我動了動手腕子,就聽到鎖鏈的聲音,雙腳剛好能觸及地面,手臂關節疼得似乎又要脫開。動一動脖子就能聽到咯咯的響動,有時候我懷疑自己是個木偶人,尤其是在聽到關節響動的時候。也像木偶人一樣,不會因為手腳被扯落而皺起眉頭。
寒虛宮的牢房,同清苑的大概差不遠,就是衛生條件和生活環境次許多,老鼠正在咬着我冷得有點兒沒知覺的腳趾頭,且尚算溫和地只啃腳趾甲。
喉嚨裏有點兒癢,我打了個沖天響的噴嚏,腳底下的耗子一溜煙地跑走。等眼睛習慣了黑暗,勉強能夠視物後,我扭着脖子看了看,牆上挂着些鐵鏈子,各式鞭子,架子上黑漆漆的盒子裏大概是什麽刑具。
心不在焉地看了一轉,肚子就響了起來。
這種尴尬的時刻,有人進來了。
壁上的火把燃起來,照着來人的臉,是離朱,他又戴上了面具,黑洞洞的孔上看不出眼底的情緒。不過我想大抵是厭惡。
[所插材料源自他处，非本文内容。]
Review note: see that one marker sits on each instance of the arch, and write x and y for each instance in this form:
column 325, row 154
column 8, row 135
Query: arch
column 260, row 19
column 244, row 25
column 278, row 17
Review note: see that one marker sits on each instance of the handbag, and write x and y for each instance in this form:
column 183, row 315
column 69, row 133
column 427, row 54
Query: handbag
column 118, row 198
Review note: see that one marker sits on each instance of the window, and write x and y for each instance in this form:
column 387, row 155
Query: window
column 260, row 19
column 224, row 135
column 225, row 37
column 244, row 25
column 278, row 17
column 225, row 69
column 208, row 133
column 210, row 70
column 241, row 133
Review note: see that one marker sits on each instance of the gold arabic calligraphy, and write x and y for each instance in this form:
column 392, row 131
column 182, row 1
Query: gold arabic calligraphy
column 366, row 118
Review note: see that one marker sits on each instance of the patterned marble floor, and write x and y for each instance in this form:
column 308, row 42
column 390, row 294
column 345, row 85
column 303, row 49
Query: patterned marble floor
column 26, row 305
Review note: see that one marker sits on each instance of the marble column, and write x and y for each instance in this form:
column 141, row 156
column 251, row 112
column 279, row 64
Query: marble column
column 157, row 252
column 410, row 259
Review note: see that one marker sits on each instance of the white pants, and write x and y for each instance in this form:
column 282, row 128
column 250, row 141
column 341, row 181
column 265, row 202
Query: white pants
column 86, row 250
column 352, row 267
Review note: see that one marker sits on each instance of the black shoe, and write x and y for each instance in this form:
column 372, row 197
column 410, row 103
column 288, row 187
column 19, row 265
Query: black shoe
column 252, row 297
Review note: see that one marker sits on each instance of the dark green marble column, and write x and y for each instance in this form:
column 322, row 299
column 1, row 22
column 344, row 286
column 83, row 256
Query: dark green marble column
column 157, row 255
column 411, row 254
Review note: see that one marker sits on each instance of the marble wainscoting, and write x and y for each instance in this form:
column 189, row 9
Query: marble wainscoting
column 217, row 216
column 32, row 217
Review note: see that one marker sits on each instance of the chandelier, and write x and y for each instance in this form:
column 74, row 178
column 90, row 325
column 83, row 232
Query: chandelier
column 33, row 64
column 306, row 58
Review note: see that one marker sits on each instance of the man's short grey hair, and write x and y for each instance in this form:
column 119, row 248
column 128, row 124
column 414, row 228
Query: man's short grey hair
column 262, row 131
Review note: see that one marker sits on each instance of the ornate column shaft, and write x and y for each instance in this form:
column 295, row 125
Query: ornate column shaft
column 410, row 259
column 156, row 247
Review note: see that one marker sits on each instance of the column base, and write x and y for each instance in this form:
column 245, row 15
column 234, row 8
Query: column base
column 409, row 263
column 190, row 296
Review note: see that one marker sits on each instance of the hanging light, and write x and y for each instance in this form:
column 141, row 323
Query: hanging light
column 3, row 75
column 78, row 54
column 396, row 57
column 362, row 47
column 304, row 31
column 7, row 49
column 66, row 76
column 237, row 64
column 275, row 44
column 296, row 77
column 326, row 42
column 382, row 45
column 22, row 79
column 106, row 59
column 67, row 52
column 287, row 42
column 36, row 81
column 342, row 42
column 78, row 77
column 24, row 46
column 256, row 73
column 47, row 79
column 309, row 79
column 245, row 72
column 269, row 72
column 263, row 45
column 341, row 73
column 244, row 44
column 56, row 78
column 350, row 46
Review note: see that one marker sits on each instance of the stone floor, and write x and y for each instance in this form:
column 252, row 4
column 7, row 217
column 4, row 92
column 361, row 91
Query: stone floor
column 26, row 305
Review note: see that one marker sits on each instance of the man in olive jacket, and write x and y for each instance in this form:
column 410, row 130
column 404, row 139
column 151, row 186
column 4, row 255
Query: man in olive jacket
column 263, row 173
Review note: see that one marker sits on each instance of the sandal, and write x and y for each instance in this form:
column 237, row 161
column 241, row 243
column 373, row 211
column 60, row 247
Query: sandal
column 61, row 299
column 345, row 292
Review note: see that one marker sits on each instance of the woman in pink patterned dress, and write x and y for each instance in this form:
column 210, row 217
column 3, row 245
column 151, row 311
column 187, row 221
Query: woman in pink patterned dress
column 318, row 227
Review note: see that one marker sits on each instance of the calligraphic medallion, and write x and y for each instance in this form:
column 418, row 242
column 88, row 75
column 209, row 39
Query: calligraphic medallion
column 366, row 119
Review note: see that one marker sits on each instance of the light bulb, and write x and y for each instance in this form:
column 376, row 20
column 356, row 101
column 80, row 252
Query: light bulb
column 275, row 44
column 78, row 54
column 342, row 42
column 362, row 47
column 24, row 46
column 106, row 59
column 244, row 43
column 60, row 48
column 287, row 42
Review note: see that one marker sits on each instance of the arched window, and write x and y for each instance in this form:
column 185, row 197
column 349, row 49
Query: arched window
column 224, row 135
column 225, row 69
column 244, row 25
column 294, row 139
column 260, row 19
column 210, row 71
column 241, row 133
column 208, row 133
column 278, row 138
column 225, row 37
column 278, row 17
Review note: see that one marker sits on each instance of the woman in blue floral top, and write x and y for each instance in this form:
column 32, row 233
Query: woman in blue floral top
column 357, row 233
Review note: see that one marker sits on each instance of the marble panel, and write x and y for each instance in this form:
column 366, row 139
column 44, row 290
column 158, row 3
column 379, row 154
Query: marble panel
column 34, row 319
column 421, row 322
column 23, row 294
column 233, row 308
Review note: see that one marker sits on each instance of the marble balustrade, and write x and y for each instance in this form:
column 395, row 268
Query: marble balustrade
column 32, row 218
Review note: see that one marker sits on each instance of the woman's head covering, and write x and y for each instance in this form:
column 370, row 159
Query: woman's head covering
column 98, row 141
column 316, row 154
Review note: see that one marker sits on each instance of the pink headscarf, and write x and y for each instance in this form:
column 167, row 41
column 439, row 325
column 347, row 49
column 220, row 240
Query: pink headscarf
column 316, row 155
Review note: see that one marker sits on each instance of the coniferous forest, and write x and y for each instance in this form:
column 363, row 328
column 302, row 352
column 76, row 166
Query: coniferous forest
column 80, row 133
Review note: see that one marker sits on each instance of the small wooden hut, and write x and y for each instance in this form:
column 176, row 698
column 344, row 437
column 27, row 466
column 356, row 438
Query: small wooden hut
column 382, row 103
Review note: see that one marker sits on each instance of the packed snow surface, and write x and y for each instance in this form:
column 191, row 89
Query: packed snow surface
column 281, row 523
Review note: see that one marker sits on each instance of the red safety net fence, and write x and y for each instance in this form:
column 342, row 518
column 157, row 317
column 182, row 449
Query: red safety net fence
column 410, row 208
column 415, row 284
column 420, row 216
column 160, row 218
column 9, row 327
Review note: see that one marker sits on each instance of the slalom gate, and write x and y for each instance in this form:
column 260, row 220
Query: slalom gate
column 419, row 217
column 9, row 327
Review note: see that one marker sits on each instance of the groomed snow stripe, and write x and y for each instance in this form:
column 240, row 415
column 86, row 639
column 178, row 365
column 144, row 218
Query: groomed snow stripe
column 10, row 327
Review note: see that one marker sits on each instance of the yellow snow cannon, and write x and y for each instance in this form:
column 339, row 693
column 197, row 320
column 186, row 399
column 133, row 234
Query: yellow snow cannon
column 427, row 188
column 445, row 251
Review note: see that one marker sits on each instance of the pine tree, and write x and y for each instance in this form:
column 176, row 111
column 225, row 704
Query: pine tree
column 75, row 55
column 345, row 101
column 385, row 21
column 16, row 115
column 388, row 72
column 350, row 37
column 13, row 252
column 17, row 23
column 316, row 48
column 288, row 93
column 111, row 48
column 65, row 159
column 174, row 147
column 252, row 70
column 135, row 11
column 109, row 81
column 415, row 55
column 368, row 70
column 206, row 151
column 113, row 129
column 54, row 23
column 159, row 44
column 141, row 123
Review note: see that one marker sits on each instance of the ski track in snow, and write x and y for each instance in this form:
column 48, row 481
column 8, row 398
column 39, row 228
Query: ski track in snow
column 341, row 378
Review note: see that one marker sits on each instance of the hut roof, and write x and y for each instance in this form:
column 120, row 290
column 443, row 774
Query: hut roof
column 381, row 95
我人生中的第一頓鞭子,是離朱賞的,他是寒虛宮的主人,在自家地盤上,做什麽都是應該的。何況是我自己跑回來的,沒什麽好埋怨的。
只是此後,但凡聽到鞭子抽破空氣的響聲,我受過傷的背部就會激起一片寒粒。
離朱站在我身後沒說話,他連個下人都不帶,維葉當然也沒有出現。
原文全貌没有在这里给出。